After the 2008 crash, data brokers like CoreLogic and RealtyTrac began producing heat maps of foreclosures. “Those kinds of advances really enable institutional and large scale financial actors to know a market at a distance without having that kind of intimate, tacit knowledge that comes from actually knowing a place,” said Fields.
Soon, new securities-backed companies were buying vast quantities of small homes (many of them foreclosures) with plans to rent them out. Some of these companies have ballooned into behemoths. Invitation Homes, the largest, has more than 80,000 houses in 16 metro areas. American Homes 4 Rent, founded by self-storage magnate B. Wayne Hughes, has more than 58,000 in 22 states. Even Amazon boss Jeff Bezos has bought into the remote management trend with Arrived Homes, a platform that buys up houses and offers shares to real-estate speculators hoping to turn a profit.

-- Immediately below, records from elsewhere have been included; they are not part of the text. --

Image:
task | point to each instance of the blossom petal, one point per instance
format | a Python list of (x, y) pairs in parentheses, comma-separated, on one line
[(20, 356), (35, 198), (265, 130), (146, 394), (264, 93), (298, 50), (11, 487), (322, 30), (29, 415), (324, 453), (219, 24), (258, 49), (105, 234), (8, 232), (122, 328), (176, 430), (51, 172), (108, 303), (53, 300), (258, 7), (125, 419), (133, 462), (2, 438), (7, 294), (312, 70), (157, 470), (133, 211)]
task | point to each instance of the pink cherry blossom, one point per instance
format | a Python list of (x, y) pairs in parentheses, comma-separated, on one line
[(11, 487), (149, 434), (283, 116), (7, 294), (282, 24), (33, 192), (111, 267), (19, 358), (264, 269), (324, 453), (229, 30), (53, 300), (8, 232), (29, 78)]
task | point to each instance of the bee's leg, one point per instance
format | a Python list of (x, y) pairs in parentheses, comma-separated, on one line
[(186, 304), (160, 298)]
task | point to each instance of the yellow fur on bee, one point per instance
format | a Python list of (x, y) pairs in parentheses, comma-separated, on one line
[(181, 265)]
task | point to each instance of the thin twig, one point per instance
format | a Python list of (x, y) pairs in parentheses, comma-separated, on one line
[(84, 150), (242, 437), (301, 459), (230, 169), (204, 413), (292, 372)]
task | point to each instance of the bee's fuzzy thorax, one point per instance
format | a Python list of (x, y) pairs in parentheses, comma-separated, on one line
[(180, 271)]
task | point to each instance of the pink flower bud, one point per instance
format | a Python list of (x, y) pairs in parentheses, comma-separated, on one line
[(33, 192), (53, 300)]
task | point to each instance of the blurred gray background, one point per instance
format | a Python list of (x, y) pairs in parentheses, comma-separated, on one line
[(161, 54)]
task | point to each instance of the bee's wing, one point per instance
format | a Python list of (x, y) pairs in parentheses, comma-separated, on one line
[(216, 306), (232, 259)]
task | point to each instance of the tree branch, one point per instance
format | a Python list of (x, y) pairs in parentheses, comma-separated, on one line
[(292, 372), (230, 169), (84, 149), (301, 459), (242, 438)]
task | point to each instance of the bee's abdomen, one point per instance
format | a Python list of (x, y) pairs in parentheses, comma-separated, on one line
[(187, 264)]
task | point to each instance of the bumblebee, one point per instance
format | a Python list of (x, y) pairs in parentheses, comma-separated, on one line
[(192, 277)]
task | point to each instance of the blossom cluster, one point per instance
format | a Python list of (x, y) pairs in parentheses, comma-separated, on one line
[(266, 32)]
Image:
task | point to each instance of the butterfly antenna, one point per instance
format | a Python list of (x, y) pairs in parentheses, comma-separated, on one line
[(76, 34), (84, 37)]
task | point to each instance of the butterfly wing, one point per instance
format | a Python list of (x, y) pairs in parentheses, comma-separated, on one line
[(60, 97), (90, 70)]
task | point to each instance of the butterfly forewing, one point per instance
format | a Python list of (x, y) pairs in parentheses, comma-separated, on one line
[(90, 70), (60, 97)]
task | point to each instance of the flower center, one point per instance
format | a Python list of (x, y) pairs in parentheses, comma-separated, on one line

Institutional investment companies own only 3 percent of the single-family home rental market, but they have saturated some areas, like Atlanta, where they own about one in five single-family rentals and are amassing more.
Housing advocates and progressive lawmakers say these types of companies further push lower and middle-income Americans out of homeownership by buying up the kind of older, 1,000-square-foot-ish houses once affordable to first-time homeowners and inflating the market with investors.
There isn’t much data of automated landlords' effect on home prices yet, Brendan McKay, president of advocacy at the Association of Independent Mortgage Experts, told Motherboard. “But it's pretty easy to draw a straight line to the fact that it is making it significantly harder for low- to moderate-income families to become homeowners, because that’s the market that they're buying. So it is absolutely disenfranchising that segment of people.”
Automated landlord companies also use data tools to find and buy up houses at a brisk pace. In her paper, Fields describes “acquisition engines” used to rapidly build these vast portfolios. Housing data is fed into an algorithm, which savors it for neighborhood desirability and amenities, proximity to employment centers, transportation corridors, construction type, and repair needs. Wall Street-backed landlords then use this data to make split-second decisions on which houses to buy. It’s reliable enough, to them, to forego the visual inspection almost any small-time landlord would consider a must.
Imagine Homes—which stretches the robot landlord concept by not even having offices in places where it leases—has recently been on a buying spree. According to search results from local real estate directories, in the last year, an LLC connected to the company purchased 27 houses in Cuyahoga County (home of Cleveland), 49 in Hamilton County (home of Cincinnati) and five in Franklin County, presumably to get a foothold in the Columbus area. Rarely does the company purchase a house for more than $200,000.
It sometimes puts in bids hours after houses go on the market, bids that few others could beat, incentivizing the seller to sell quickly.